As the US finds itself in the midst of a recession, and with a looming second wave of coronavirus cases set to sweep through the country as states reopen prematurely, it is difficult to pick stocks for your portfolio that you know will stand up to the pressure. However, it has only been a decade or so ago that the country went through the so-called “Great Recession” and we don’t need to look too far back to see how companies performed in such times of stress. Our focus today, Walmart, managed to stand above all others during that period and its why we think it’s the perfect recession-proof stock to be held in your portfolios today.

In 2008 consumers were feeling the financial pinch and turned to high-value retailers to save some cash. Despite the recession, Walmart actually managed to increase revenue by more than 7% and raise its dividend by 8%. The share price was up 20% for the year while the market was down 40%. Even during the early months of Covid19, we saw Walmart outperform. At its lowest point, WMT was down only 10% where the S&P500 had dropped more than 40%. I wouldn’t call it recession-proof – but it’s certainly the next best thing. However, we don’t just own this stock because it works well during a recession. We also like the potential it has to use its size to take over different markets going forward.

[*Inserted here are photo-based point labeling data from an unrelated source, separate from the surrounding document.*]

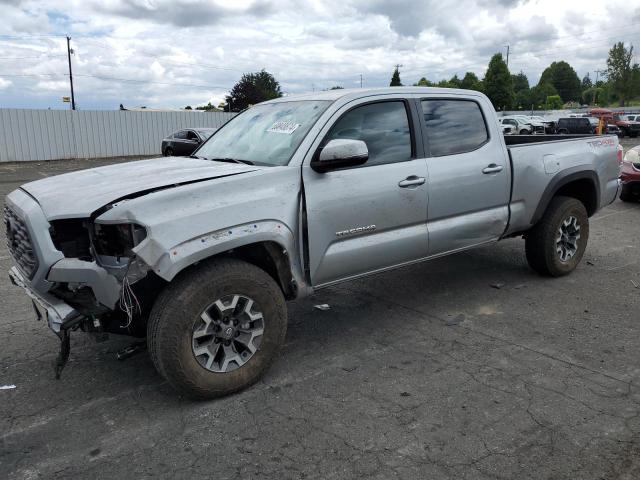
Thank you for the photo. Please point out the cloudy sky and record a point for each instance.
(163, 53)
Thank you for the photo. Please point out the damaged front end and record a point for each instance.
(80, 274)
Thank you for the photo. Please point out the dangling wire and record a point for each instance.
(129, 303)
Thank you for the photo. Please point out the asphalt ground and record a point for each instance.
(466, 367)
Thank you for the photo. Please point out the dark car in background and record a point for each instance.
(184, 142)
(574, 125)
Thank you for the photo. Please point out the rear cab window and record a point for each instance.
(453, 126)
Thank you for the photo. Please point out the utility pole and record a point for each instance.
(69, 52)
(595, 85)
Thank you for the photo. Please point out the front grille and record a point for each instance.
(19, 243)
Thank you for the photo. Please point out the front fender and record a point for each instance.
(168, 262)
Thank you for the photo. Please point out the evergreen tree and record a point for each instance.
(497, 83)
(564, 79)
(251, 89)
(395, 79)
(621, 73)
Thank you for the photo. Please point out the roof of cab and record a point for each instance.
(355, 93)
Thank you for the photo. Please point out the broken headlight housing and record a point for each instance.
(117, 240)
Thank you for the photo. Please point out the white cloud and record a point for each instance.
(196, 50)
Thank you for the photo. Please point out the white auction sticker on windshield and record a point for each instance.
(283, 127)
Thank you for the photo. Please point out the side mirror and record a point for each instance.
(340, 153)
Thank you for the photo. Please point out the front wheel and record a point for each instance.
(556, 244)
(217, 329)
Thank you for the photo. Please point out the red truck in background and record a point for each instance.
(627, 127)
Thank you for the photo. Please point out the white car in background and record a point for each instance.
(519, 124)
(537, 124)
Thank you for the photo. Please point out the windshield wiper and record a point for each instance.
(232, 160)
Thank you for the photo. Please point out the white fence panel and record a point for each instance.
(56, 134)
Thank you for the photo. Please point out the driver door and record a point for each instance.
(371, 217)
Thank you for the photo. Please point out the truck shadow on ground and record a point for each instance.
(359, 315)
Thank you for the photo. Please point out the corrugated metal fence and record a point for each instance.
(56, 134)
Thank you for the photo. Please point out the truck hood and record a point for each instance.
(79, 194)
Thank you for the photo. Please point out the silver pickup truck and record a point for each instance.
(200, 254)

Walmart is an American institution. It is the world’s largest private-sector employee with approximately 2.2 million employees at over 11,500 locations around the globe. Mostly known for its sprawling megastores, or “hypermarkets” as they prefer to call them, they have risen to be the world’s largest retailer, with higher sales than any other company in existence. However as the times change so must companies adapt, and under mounting pressure from e-commerce competition, i.e. Amazon, Walmart have been busy modernising their business to appeal to today’s online consumer.

A strong online presence is the obvious goal, and internet sales for WMT have continued to get stronger each quarter. A task that is made much easier when you can capitalise on the biggest customer base in the world. E-commerce sales were up 37% in fiscal 2020. They’ve instigated free 2-day shipping, organised collection centres, and made strategic acquisitions such as jet.com and Flipkart to enhance the online user experience. But not only have they increased their online presence, they have also set out to make the instore experience a better one. Instead of focusing on opening new stores, they now have faster checkouts, improved diversity and quality of products, and workers that are better paid.

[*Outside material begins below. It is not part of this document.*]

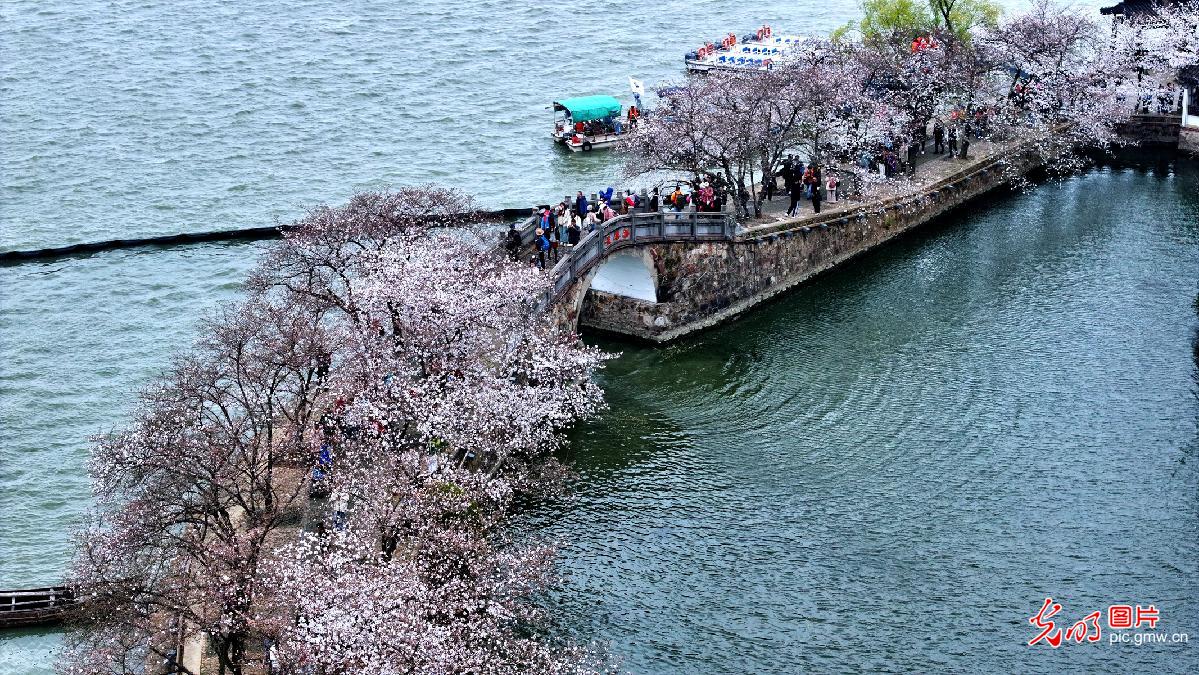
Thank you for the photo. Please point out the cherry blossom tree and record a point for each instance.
(384, 357)
(187, 496)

The grocery business is where Walmart truly dominate, and it accounts for half of all revenue (approximately 56% at last count). It is believed that $1 in every $5 spent on groceries in the United States goes to Walmart. It’s an astonishing number and one that they are working hard to protect. The sheer size of the operation gives them massive advantages in economies of scale and negotiating power with suppliers, and allows them to offer cheaper prices to consumers. Their improving online presence and delivery options are only going to enhance this product offering and has been a saviour during the pandemic where people have been afraid to visit bricks and mortar locations.

We have seen it so many times before. If you have a massive user base you can start selling them just about anything you want. Pharmaceuticals, food and alcohol, fuel, tobacco and pot, you name it – if you have people to sell to you can move in on just about any industry. And Walmart has more people to sell to than anyone else. It’s why they are in a ding dong battle with Amazon to get into people’s homes. We think Amazon is a must-have in our portfolio, why wouldn’t we want to hold the company who is going to take the most money off of them. Currently, Walmart’s revenue is twice the size of Amazon’s – $524 billion in fiscal 2020.

The best part is they come with huge potential but without the Amazon valuation. A p/e in the low twenties makes this stock defensive and safe – despite the strong growth. They throw out a dividend that has increased every year since the mid-1970s and have promised to spend $20 billion in share repurchases over the next few years. Why wouldn’t you when the share price is so cheap. This is why we think Walmart is a great stock to hold in the portfolio over the next decade or so.